We Give Books–pick a storybook, book displays. Page through the book as a read aloud. Finish the book, click to donate a copy to a charity (you choose). Create account. Go from there. Easy easy easy. Pro, expands your library. Con: requires flash so can’t read books on the ipad. Give it a test run, I’m sure they will work around the ipad problem, this is a natural fit for a tablet.

 This is an empowering, well done site.

Browsing We Give Books Facebook albums to see books reach their destinations. Incredible!

Does your child like logic, puzzles and mystery?

Fin, Fur and Feather Bureau of Investigation is for the 8-13 year old. I like this site because it helps you acquire skills in internet research, critical thinking and covers a wide range of topics. The writing is so good, it was Webby Award nominated. It’s funny and weird. Kids dig it. For older kids (13) check out Ruby Skye PI, Smithsonian Museum of American Art Meet me at Midnight is another mystery with an art history twist!

My guilty pleasure: Harry Potter

My personal favorite: Pottermore,  an interactive, illustrated companion to the books.
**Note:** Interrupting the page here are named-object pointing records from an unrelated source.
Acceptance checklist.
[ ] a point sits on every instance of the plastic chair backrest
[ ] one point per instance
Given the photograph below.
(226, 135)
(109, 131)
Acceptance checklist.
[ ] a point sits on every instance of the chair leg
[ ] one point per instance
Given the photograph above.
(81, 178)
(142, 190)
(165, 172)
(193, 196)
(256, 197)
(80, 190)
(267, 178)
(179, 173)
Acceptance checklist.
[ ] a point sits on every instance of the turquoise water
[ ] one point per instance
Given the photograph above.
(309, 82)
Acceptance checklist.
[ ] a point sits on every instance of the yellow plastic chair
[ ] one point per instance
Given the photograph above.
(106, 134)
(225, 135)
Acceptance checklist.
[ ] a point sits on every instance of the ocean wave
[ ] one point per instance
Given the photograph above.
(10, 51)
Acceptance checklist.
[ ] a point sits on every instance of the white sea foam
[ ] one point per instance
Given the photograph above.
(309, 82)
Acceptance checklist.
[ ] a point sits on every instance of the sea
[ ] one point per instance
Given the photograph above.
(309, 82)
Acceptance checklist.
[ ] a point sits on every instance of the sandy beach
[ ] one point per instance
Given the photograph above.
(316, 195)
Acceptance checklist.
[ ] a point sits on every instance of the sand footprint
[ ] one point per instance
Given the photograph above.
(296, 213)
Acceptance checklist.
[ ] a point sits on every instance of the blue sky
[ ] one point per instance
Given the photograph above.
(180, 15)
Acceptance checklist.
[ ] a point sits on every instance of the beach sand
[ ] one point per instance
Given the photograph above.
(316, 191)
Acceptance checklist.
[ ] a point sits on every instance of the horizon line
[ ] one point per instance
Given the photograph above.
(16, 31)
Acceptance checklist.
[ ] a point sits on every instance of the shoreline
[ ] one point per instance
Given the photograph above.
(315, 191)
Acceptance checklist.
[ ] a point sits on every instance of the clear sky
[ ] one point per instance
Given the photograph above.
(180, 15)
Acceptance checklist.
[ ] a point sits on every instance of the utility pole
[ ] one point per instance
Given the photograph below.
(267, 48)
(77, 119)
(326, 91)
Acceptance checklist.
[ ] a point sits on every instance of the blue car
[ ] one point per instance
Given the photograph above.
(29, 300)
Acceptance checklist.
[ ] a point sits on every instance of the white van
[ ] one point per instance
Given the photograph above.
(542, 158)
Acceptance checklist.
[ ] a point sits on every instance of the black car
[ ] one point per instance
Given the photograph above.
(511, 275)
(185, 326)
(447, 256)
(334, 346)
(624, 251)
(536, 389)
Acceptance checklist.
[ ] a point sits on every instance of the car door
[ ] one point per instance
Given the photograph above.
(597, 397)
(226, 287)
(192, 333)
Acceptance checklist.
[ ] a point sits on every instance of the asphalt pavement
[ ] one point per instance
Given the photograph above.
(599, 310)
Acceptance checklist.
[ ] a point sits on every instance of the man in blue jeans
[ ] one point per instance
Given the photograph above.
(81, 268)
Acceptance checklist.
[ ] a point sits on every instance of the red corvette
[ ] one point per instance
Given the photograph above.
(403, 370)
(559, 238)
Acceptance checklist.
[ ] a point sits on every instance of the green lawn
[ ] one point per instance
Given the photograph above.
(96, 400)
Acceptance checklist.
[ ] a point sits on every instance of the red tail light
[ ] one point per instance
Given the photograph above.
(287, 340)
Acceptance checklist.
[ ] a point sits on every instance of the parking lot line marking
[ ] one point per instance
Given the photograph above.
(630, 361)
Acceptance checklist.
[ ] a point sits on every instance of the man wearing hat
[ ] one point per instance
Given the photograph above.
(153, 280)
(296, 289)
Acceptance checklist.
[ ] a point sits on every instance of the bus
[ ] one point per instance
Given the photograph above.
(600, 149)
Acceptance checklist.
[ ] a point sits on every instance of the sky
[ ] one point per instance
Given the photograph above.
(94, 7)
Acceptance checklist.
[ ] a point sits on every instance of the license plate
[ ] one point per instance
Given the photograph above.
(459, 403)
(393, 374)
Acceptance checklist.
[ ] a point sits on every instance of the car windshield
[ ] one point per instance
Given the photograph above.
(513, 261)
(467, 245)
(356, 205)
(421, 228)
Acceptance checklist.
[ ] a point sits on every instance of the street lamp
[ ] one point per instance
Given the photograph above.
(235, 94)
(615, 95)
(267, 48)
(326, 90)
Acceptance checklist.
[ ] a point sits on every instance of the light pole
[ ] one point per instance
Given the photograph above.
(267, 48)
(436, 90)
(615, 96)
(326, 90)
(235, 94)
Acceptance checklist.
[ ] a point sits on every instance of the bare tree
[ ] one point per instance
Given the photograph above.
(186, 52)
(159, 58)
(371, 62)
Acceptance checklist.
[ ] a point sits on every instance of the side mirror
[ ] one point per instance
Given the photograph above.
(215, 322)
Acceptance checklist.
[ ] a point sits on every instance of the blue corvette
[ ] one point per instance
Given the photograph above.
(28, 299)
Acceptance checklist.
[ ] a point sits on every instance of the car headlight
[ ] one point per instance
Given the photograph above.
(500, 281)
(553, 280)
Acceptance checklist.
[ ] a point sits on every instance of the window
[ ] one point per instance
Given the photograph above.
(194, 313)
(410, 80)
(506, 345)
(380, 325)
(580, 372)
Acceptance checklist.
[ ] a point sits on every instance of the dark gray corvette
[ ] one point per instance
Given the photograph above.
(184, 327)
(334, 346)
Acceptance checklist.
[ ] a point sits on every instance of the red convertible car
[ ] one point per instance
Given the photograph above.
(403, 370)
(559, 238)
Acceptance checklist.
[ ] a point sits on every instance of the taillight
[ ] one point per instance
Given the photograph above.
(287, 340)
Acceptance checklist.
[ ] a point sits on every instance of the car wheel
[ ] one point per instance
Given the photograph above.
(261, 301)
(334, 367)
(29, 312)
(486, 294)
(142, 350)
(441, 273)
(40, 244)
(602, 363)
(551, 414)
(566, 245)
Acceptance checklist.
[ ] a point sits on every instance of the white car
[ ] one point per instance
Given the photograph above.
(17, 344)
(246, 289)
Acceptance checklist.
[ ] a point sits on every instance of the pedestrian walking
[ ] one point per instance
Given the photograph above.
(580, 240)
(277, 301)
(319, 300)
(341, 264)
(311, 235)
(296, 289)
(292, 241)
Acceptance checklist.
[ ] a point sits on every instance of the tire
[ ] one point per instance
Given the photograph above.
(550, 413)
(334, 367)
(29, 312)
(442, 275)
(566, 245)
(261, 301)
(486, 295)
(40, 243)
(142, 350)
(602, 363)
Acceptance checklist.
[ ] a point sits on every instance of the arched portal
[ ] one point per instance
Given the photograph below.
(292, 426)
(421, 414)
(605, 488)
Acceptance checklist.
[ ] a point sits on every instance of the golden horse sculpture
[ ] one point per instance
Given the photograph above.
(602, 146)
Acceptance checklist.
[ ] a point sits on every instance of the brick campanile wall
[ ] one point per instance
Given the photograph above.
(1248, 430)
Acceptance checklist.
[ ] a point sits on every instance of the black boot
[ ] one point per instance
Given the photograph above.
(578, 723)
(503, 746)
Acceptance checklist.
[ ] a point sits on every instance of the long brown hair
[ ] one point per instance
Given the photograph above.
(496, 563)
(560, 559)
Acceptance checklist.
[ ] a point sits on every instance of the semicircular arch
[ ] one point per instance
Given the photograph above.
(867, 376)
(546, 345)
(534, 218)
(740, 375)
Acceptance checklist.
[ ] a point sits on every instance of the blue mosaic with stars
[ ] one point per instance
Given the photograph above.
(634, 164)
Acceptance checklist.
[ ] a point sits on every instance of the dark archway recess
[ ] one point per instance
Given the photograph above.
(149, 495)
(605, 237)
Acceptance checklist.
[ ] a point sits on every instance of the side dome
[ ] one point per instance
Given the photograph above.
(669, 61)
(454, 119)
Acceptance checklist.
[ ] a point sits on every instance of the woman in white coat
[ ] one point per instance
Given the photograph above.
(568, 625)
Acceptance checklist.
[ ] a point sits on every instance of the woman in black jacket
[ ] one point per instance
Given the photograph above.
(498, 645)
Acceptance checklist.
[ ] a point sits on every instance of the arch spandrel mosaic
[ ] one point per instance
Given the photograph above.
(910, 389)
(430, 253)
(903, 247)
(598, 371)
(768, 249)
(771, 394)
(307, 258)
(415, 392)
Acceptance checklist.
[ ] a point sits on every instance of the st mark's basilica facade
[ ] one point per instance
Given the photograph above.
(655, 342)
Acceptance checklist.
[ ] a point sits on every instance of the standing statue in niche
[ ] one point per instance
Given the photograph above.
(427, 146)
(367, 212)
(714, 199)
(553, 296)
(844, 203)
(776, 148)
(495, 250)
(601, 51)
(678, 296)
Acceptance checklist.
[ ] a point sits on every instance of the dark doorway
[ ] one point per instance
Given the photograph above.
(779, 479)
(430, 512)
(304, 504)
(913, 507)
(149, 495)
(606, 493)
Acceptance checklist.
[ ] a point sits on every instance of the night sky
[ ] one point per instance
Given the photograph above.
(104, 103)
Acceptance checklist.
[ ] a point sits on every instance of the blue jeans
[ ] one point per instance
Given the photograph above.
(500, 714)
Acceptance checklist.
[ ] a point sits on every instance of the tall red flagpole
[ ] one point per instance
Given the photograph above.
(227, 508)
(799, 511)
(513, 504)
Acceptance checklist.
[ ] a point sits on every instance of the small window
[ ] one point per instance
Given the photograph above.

J.K. Rowling wanted to create a site where her stories could live on and where readers could explore them in a new way. In addition to discovering new material from J.K. Rowling about Harry’s world, you’ll be able to interact with key story Moments (the Sorting Hat sequence, for example) and upload your own comments, thoughts and artwork.

Get to know the kid’s reading resources at Changing Hands, the best independent bookstore in the Phoenix area

A 21st century reader makes connections with the community, both locally and globally. Reach out to your local independent bookstore and become a part of the community. Sign up for the emails, go to the events, contribute to the conversation. Engage, produce, communicate. write to your favorite author, create fan fiction, put yourself out there.  Summer is a the time to create content for your e-portfolio, write reviews or create lists on sites like Shelfari or Goodreads. What are you reading this summer?